In a twist worthy of George Orwell, writers’ organisation and free speech campaigner PEN Turkey is under investigation in Turkey for “insulting the state” after condemning the prosecution of a musician as a “fascist development”. Ironically, the attack on free speech comes in a week when the Turkish government lifted the ban on many books that have been prohibited over the decades, including The Communist Manifesto.

According to AFP, the lifting of the ban follows the adoption of a bill by parliament in July declaring that the decision to prohibit any book before 2012 would become invalid if it was not confirmed by a court within six months. That date has now passed, and at least 1,000 books are now unbanned. The move, however, has been described as “largely symbolic”, as many of the books were still in circulation, and fresh bans have been sought already this year on titles including Of Mice and Men, which has drawn complaints over “immoral” passages according to Turkish paper Hurriyet.

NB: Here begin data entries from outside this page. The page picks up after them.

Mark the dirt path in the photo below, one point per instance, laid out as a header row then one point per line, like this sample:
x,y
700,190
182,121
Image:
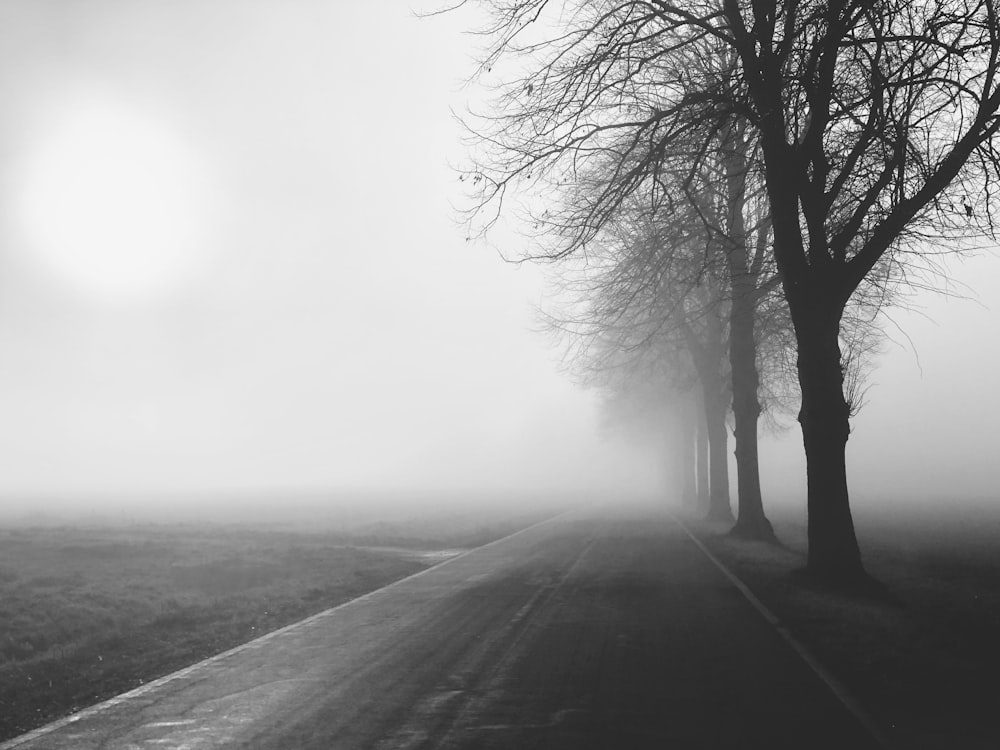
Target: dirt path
x,y
590,631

“Turkey has been bringing a number of its laws into line with the EU and this is among a number of changes,” said Sara Whyatt, director of the Writers in Prison committee at PEN International. “They’re talking about going back as far as Ottoman times, so it is referring to books which have been banned over at least the last century. The problematic part is that they continue to consider new banning of books, including Of Mice and Men.”

Whyatt said that while the unbanning of books is a “positive change”, the case against PEN Turkey “contradicts any positive changes which have been made”. She pointed out that there are “still a large number of writers before the courts and imprisoned, so the situation remains problematic”.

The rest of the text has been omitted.